In conclusion, much progress has been made over the last 5 years in increasing our understanding of the mechanisms of airway basal stem cell proliferation and differentiation to produce the mucociliary airway epithelium. However, there is still much to be learned about the development and repair of the proximal airway epithelium, its niche and the SMGs. It appears that there are multiple transcriptional pathways that are regulating these processes and the timing of signaling in each is critical for the initial proliferation followed by differentiation in normal airway repair. There is a large amount of overlap of these pathways with those that are active in adult stem cells of other epithelia, and there is much to be learned in studies from organs such as the skin, intestines, breast, and prostate and from other model organisms such as Drosophila melanogaster and Chlamydomonas.
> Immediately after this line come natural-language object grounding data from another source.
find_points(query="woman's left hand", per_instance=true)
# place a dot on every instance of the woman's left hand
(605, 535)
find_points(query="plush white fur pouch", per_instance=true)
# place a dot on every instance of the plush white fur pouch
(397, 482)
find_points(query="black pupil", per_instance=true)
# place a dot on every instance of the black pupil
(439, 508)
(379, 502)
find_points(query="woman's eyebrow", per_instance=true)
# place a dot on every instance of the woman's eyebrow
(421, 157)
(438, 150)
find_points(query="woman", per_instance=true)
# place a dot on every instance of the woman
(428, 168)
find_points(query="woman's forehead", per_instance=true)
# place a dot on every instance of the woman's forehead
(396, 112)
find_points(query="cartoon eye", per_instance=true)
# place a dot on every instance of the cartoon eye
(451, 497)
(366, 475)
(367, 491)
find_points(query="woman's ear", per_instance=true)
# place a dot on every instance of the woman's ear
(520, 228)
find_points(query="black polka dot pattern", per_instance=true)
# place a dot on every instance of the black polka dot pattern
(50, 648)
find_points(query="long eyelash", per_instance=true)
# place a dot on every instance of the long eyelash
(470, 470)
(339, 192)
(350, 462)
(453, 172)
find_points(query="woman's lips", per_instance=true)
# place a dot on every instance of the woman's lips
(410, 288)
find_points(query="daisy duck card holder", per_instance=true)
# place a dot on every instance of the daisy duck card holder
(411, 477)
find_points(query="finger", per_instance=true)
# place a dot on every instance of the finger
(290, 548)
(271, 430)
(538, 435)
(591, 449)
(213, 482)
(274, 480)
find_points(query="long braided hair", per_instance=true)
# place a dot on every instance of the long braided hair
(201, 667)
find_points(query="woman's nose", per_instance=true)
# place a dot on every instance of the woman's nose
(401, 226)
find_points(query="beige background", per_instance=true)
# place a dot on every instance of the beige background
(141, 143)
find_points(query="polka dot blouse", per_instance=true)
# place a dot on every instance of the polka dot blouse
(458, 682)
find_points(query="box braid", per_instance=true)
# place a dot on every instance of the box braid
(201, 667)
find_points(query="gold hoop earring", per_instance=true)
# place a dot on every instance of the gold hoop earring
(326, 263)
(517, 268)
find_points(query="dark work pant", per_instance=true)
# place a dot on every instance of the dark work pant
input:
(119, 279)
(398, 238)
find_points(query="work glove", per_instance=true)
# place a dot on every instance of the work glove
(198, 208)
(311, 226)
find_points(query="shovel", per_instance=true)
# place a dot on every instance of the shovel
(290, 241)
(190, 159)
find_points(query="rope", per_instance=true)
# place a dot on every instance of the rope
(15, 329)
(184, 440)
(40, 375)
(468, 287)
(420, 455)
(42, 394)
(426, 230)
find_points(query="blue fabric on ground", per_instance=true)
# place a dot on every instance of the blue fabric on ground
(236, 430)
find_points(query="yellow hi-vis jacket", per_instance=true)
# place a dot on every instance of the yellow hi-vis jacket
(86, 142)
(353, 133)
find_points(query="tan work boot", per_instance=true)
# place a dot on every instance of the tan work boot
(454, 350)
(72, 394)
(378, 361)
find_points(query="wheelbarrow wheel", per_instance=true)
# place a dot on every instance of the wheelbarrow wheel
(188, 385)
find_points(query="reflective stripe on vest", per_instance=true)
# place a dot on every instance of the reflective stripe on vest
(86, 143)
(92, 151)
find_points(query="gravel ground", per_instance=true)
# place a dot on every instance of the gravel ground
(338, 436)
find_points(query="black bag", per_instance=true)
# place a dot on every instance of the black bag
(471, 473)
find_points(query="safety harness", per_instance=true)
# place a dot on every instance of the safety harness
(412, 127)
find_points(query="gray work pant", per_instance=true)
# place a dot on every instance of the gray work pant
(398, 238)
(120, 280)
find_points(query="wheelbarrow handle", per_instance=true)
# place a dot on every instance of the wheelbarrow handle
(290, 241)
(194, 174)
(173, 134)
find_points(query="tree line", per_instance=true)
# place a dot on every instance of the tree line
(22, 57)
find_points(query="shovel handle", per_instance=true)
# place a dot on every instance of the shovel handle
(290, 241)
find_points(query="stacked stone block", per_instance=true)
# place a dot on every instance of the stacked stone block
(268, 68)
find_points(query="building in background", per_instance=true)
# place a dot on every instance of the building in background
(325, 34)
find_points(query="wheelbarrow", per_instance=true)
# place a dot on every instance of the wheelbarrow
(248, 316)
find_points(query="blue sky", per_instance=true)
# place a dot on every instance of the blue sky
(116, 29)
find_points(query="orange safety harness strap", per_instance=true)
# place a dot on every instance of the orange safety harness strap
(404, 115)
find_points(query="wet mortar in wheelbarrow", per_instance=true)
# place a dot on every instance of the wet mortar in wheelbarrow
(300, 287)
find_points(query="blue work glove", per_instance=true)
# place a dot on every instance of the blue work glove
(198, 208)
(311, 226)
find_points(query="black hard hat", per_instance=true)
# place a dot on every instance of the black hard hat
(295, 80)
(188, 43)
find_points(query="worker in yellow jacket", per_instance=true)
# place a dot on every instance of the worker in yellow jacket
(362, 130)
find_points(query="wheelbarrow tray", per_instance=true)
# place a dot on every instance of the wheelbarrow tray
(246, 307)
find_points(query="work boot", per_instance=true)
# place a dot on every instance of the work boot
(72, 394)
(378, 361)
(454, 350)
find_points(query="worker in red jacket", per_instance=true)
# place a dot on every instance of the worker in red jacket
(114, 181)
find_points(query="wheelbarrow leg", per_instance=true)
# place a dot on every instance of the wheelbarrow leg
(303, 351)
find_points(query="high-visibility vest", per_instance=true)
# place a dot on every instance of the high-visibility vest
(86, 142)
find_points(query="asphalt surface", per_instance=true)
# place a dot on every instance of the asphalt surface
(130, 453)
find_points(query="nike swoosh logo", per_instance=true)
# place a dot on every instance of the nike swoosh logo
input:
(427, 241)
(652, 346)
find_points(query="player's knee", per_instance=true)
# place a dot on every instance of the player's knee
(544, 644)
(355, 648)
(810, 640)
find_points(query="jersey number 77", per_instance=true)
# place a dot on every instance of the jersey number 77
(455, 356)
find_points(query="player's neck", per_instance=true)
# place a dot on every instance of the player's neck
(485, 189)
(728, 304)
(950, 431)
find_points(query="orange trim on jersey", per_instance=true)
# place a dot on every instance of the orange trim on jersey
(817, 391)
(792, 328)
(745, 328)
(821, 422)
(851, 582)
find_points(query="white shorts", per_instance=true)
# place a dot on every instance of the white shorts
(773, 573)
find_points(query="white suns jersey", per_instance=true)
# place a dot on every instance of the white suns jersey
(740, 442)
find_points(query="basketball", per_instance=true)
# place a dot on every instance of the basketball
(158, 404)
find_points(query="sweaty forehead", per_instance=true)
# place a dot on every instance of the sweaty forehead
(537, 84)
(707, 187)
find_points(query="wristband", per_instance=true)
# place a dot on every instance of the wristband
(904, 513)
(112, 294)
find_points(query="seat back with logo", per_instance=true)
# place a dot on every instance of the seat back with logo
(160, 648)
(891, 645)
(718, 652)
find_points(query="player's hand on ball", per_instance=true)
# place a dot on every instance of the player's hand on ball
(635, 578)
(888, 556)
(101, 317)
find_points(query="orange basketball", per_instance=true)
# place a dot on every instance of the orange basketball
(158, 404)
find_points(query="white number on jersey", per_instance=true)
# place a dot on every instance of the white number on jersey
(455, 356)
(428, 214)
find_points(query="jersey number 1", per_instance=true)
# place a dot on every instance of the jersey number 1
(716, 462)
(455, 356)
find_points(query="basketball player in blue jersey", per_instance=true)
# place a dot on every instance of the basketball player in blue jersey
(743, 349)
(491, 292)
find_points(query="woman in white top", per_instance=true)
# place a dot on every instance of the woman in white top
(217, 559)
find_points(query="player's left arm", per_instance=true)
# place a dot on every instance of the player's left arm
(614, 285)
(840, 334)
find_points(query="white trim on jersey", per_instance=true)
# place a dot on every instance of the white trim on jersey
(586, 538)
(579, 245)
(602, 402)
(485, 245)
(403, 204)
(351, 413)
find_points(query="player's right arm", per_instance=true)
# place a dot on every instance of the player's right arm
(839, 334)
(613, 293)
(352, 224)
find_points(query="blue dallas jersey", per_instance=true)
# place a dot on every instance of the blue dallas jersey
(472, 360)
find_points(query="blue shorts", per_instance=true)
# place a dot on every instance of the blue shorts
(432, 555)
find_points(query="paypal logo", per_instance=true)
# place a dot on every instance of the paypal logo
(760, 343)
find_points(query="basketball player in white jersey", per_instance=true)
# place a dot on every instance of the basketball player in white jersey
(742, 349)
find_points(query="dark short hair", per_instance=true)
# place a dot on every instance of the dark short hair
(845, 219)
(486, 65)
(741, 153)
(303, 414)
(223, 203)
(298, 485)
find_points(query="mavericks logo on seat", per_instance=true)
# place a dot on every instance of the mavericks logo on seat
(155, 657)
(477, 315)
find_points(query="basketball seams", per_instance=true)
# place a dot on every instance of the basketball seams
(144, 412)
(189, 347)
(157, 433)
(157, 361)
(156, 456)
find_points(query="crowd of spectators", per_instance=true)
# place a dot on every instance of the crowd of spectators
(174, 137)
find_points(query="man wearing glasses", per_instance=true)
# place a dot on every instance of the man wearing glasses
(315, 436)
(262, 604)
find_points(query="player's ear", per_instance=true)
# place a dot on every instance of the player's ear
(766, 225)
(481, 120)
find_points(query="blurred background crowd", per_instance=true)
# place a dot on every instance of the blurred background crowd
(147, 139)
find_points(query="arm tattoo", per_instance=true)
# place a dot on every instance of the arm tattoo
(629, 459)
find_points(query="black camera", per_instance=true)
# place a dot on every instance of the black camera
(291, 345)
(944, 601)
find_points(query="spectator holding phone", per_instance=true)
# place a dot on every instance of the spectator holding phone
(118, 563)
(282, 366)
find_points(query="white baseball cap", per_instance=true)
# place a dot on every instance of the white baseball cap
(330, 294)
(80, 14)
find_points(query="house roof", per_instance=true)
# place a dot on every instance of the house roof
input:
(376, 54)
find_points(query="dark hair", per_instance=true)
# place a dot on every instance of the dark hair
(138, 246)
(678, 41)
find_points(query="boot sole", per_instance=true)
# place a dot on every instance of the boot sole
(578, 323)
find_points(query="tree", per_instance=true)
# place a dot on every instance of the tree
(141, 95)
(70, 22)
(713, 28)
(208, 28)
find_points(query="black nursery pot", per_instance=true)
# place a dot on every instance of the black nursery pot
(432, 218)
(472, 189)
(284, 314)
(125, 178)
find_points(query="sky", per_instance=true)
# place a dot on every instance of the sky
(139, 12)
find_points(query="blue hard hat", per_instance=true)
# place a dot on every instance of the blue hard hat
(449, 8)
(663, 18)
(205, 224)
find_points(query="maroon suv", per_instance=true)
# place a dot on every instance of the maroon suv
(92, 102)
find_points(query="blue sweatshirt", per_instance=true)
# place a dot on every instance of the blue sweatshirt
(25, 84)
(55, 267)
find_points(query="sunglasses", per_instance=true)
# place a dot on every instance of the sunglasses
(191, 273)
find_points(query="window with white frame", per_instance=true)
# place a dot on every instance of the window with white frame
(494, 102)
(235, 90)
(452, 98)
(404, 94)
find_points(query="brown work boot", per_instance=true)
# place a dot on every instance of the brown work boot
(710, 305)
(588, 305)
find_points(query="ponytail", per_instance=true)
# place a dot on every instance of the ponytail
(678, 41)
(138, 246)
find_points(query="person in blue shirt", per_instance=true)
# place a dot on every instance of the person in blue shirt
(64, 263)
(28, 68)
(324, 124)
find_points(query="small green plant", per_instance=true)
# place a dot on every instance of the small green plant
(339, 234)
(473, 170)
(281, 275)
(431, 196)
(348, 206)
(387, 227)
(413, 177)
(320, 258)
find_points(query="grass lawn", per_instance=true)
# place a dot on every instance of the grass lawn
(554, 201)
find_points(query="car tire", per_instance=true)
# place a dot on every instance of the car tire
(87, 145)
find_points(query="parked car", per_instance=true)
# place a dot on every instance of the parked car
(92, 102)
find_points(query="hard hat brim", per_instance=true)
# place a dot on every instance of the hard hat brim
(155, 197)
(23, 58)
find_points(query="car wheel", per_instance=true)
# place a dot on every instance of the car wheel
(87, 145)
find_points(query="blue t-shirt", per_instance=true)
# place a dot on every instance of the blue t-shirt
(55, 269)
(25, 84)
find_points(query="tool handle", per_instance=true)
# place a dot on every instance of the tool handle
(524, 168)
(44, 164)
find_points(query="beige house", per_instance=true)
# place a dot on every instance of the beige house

Many lung diseases arise from poor mucociliary clearance due to abnormal repair, and premalignant lesions of the large airways arise due to excessive self-renewal and a block in differentiation of basal cells. Thus, there is a great clinical need for the development of new therapies to improve mucociliary clearance and promote the normal pseudostratified columnar airway epithelium. Understanding the airway epithelial cell populations, their stem cell subpopulations, their niche, and the mechanisms involved in their repair will ultimately lead to novel therapies to promote repair of the normal airway epithelium, and a functional mucociliary escalator and thereby improve lung health.